C'est au fond d’un petit lotissement étasunien pour classe moyenne que le drame éclate, précédé d’un paisible samedi après-midi de Thanksgiving où le fils réussit sa première chasse au cervidé. Son succès lui vaut les félicitations de son père, Keller Dover, (interprété par Hugh Jackman tout en tension, remarquable), énervé avant même le début de la tragédie ; il a été élevé, rappelle-t-il à sa progéniture qui l'écoute avec tout le respect ( additionnée d'un zeste de distance) nécessaire, dans les valeurs traditionnelles : obéissance, croyance en la main divine, sa puissance et ses châtiments éventuels. Puis commence la soirée chez une famille amie où est prévue la dégustation des meilleurs morceaux de la biche.

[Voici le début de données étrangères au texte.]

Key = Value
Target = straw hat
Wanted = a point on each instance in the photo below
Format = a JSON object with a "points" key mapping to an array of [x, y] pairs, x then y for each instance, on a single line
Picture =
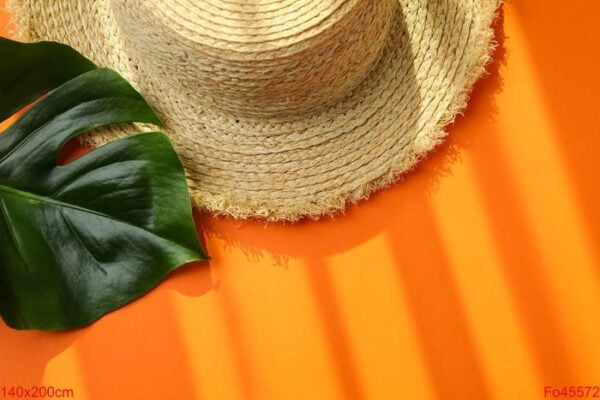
{"points": [[284, 108]]}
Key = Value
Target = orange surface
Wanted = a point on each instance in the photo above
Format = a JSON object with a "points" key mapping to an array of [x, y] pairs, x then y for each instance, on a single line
{"points": [[476, 278]]}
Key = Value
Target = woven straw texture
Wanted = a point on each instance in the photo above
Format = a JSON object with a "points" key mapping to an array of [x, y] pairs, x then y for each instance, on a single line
{"points": [[283, 109]]}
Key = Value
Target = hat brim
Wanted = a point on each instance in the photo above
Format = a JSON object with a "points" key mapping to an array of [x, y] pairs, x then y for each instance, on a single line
{"points": [[310, 164]]}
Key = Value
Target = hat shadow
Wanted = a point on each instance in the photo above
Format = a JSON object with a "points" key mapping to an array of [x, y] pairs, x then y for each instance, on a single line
{"points": [[367, 218]]}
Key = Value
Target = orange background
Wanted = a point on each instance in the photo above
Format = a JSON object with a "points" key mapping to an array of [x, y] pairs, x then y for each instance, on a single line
{"points": [[477, 277]]}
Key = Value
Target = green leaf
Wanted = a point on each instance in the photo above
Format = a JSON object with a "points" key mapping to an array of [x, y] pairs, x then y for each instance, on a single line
{"points": [[80, 240]]}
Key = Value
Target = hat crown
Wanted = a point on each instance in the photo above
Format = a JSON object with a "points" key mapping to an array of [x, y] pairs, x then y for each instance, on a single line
{"points": [[257, 58]]}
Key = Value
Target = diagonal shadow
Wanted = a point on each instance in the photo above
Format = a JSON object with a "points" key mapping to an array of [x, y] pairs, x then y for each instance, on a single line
{"points": [[567, 67]]}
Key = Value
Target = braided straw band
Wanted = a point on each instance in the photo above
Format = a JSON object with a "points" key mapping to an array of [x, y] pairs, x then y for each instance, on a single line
{"points": [[284, 108]]}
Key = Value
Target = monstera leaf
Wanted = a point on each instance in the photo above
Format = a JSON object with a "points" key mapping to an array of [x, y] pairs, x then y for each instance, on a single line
{"points": [[82, 239]]}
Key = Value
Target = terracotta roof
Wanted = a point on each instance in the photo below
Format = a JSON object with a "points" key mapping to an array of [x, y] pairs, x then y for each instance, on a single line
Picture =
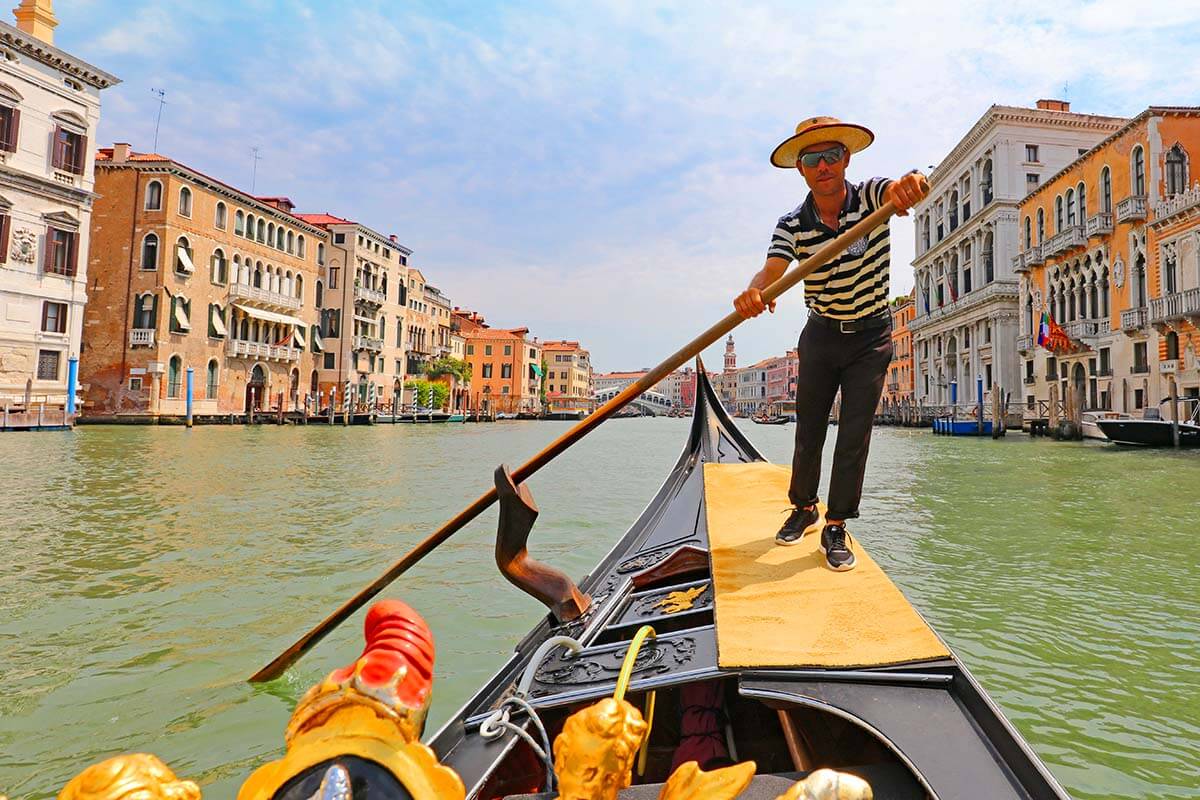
{"points": [[324, 220]]}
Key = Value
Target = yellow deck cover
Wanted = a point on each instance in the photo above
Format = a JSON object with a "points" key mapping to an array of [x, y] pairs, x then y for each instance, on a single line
{"points": [[781, 606]]}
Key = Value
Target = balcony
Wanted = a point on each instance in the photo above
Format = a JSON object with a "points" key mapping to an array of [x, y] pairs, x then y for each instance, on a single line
{"points": [[1133, 319], [1175, 306], [241, 349], [1132, 208], [1086, 329], [263, 298], [1177, 204], [367, 343], [1099, 224], [370, 296], [142, 337]]}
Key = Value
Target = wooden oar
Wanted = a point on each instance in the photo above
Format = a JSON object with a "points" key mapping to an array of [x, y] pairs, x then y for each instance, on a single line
{"points": [[521, 474]]}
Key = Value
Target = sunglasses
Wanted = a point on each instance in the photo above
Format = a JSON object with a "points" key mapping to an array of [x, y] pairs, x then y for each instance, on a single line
{"points": [[831, 156]]}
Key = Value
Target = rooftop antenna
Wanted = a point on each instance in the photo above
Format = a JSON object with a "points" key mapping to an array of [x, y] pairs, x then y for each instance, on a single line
{"points": [[162, 101], [253, 170]]}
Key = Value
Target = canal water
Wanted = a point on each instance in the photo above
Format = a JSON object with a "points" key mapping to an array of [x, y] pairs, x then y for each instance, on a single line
{"points": [[150, 571]]}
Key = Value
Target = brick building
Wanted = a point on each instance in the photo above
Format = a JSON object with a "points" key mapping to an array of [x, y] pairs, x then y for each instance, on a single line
{"points": [[186, 271]]}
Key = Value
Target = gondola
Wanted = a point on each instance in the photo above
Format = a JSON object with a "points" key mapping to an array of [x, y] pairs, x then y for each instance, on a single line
{"points": [[732, 654]]}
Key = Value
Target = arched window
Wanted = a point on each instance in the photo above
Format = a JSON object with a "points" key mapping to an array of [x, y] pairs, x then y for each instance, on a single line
{"points": [[220, 266], [174, 373], [1176, 170], [210, 380], [150, 252], [154, 196]]}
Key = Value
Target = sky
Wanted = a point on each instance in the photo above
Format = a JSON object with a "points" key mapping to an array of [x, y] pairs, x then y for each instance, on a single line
{"points": [[598, 172]]}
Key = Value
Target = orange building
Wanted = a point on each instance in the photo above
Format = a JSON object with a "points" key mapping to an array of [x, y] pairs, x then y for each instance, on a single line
{"points": [[1109, 250], [900, 380], [189, 272], [502, 362]]}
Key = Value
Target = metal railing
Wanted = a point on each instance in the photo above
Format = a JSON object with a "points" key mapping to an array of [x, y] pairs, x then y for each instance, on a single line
{"points": [[263, 296], [1099, 223], [1176, 305], [142, 337], [1132, 208], [367, 343], [243, 349], [1133, 319], [370, 295]]}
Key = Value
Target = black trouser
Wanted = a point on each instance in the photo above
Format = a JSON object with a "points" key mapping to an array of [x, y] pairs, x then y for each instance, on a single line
{"points": [[829, 360]]}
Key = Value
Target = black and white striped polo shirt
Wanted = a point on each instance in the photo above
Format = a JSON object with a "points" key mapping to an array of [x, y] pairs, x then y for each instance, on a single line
{"points": [[856, 283]]}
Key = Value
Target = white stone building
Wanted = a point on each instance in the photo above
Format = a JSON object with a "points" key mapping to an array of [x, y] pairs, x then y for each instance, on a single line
{"points": [[49, 107], [967, 294]]}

Jusqu'à ce que les petites filles des deux couples disparaissent. Et qu’Alex, conducteur d'une caravane hors d'âge, simple d’esprit repéré dans le secteur, soit suspecté, arrêté et relâché, faute de preuves. Les deux fillettes restent introuvables.
Débutent alors les enquêtes : celle du père de famille et celle de la police officielle. Autant la seconde, menée par l’inspecteur Loki (Jake Gyllenhaal, tenace et impavide- un peu trop- ) patine dans un premier temps, autant la première laboure avec efficacité, semble-t-il, le champ de l’illégalité. Car Keller, persuadé de la culpabilité d’Alex l’enlève, le séquestre et le torture avec la complicité forcée de l’autre père ; rien ne nous est épargné de la violence des honnêtes gens dans leur bon droit, aussi dévastatrice et sans limite que leur souffrance. C’est glauque, sanglant, insoutenable (enfin presque).
On suivra tout au long de plus de 2 heures et demi de film les circonvolutions d’une histoire quasiment tentaculaire, en notant les rétablissements périlleux du scénario ; d’où vient alors que « ça tient » quand même ? Sans doute parce que le réalisateur avance bravement dans les méandres de sa bien ténébreuse affaire, portée par la tension dramatique qu’il exprime avec un vrai talent.